My interest in the topic stems from the new generation of astronomical sky surveys like the Large Synoptic Survey Telescope (LSST), of which Drexel is a member institution. While the Big Data examples above are impressive, in many ways, projects like LSST define Big Data.

What do I mean by that? Well, LSST is a project that is going to generate about 200 PB of data by the end of its 10 year mission. During that time, it will have measured a hundred or more properties for some 40 billion objects---every 3 nights.

To put that into perspective, there are 7.4 billion people on the Earth today. So, LSST will be equivalent to collecting dozens of pieces of information per day for every person on the Earth. Google would go crazy with that!

Even that is small potatoes for particle physicists. In astronomy (at least up to now), we at least keep all of the data. In particle physics, they throw away most of the data because there is so much. Instead they have the notion of a trigger, which is basically as series of "if-then" statements that decide whether or not an "event" is worth saving (for future analsyis) or not.

What the class is NOT

  • A Statistics Class
  • A Math Methods Class
  • A Computer Science Class
  • A Programming Class

There are other classes for those things and I am NOT a Stats or CS professor. There will definitely be some things that we are learning together rather than me transferring my knowledge to you! Moreover, we only have 10 weeks, so I can't cover everything.

What the class IS

  • An introduction to Big Data and (python-based) Machine Learning algorithms needed to handle it
  • Whatever stats we need to get there
  • My field of expertise and the book will bias things towards astronomy, but I'll try to make it as general as possible.

In just 10 weeks we won't be able to go into as much detail as you might really need to do "real" data mining/machine learning. My assumption is that if you need this, you'll follow through and make sure to understand the details later (otherwise, I'm just creating monsters!).

This figure from drewconway.com nicely illustrates where we are trying to get: somewhere close to the middle!

At some level, you don't need this class at all. You could just go through the book on your own (but how often does that happen without someone making you?) But I found that it isn't entirely self-contained and that you really need other resources too. So, what I am trying to do with this class is to bring those resources together in one place.

A group project is intended to help you delve into details for one algorithm/method (and learn from your classmates about others). See the syllabus for more information on it.

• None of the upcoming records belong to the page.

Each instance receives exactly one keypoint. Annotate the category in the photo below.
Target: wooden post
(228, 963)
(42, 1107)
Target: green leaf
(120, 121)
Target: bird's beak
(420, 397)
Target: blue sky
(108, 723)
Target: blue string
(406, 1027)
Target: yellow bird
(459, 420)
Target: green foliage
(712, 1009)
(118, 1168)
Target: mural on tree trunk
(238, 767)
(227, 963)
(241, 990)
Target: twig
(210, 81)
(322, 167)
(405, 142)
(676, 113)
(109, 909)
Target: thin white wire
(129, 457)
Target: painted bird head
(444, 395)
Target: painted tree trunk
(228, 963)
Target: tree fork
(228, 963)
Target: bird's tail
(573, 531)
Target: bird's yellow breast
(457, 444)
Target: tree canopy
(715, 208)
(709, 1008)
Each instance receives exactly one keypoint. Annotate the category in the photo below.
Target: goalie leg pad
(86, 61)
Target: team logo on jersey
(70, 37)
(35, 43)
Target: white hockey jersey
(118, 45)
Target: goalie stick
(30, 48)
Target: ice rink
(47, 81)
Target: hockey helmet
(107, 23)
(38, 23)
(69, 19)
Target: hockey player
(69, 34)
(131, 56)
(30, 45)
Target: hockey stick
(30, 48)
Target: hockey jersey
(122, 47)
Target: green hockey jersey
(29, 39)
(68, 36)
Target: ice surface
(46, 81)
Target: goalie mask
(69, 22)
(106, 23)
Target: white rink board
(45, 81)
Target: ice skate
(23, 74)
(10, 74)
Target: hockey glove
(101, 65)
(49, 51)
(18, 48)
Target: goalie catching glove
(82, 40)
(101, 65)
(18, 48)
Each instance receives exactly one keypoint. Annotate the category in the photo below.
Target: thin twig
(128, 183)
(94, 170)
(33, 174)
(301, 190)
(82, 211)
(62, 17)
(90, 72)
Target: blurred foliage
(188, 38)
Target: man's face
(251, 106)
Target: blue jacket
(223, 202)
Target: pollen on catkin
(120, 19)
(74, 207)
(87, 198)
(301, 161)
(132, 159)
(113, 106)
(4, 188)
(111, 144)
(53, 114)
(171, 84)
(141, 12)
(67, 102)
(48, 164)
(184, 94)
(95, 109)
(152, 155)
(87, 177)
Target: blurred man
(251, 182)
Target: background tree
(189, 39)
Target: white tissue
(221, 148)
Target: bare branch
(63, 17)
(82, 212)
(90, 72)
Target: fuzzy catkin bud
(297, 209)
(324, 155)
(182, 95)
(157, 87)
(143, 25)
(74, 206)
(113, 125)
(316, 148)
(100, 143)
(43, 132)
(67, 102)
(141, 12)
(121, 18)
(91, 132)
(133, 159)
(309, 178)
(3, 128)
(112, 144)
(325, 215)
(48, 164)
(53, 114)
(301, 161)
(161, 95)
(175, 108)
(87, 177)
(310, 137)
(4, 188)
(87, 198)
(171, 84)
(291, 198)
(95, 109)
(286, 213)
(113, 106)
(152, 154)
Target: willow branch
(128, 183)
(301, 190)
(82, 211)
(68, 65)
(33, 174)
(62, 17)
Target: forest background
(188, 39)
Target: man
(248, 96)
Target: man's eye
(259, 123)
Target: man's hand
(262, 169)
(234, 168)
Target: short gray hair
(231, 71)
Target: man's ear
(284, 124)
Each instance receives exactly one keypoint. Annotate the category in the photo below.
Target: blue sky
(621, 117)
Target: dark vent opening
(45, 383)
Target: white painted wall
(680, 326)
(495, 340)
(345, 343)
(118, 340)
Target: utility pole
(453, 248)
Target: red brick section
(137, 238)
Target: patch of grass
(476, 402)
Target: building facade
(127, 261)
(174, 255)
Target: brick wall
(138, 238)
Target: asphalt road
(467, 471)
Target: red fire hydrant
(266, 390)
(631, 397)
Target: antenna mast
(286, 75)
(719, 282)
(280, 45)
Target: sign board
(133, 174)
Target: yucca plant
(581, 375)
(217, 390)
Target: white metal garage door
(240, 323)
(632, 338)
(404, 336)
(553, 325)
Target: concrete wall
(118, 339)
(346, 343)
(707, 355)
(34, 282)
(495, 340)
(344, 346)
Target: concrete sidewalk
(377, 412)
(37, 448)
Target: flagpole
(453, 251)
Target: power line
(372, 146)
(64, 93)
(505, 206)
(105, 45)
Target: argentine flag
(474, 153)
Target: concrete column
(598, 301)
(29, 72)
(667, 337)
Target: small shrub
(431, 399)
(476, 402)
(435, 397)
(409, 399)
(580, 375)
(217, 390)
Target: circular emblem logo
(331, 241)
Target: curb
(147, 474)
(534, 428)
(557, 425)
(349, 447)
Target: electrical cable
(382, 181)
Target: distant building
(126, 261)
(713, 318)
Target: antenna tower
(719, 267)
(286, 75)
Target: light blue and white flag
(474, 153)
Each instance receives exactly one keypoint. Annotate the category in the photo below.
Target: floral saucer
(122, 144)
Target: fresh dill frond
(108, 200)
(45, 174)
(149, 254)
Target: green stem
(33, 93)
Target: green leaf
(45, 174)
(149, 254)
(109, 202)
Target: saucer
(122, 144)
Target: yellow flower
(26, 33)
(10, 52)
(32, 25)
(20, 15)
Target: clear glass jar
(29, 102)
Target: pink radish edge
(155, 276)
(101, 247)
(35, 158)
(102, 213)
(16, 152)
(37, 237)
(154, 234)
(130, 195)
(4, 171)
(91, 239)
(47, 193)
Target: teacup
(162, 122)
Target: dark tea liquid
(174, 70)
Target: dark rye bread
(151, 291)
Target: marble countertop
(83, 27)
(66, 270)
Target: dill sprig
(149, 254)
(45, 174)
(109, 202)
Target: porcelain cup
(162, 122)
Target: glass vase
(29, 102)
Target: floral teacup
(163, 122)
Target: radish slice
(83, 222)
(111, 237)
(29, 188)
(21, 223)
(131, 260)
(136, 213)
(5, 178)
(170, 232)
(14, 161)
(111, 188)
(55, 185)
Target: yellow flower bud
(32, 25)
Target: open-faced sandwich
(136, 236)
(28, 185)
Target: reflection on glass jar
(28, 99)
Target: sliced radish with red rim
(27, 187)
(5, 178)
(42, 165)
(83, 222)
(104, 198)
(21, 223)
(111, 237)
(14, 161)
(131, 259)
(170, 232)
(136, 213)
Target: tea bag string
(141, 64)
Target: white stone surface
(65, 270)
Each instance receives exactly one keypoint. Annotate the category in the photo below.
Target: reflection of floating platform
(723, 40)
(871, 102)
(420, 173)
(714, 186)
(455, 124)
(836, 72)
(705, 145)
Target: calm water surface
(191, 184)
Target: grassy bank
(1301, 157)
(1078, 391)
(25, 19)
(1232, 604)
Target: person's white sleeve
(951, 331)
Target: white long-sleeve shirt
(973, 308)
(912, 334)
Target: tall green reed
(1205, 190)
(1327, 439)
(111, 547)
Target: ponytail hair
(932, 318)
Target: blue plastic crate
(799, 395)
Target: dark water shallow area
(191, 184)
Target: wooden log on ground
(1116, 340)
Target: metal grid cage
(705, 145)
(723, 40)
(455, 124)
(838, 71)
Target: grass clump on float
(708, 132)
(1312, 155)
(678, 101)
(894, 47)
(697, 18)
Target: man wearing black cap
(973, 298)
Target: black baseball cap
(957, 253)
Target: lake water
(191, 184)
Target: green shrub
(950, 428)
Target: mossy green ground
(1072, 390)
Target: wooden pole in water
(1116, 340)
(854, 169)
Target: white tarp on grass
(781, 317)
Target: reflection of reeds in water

Almost everything that we will do can be categorized into one of two different pairs of things.

  • Supervised learning vs. unsupervised learning

    • (Where it is the learning process, not you that is supervised or not.)
    • Supervised learning means that we know the "truth" for (some) of the data that we are analyzing. It is this "truth" that is "supervising" the learning process
    • Unsupervised learning means that we do NOT know the "right" answer. We are trying to find it. Or, generally speaking, not so much as the right answer as any answer that increases our knowledge.
  • Classification vs. Regression

    • Classification means that we are trying to put our data into different discrete categories
    • Regression is the limit where the classification "bins" become continuous.

These can be combined together:

  • supervised classification
  • unsupervised classification (aka clustering)
  • supervised regression
  • unsupervised regression (aka dimensional reduction)

We'll talk about this in more detail when I introduce the scikit-learn package.

Graphically the course can be represented as a tour of the following flowchart (where the link has links to each of these algorithms):

Lastly, here are some reading resources that you might find useful:

Ball & Brunner 2010: astro-specific, but serves as a good general introduction too

Bloom & Richards 2011, where that Richards is not yours truly (in this case).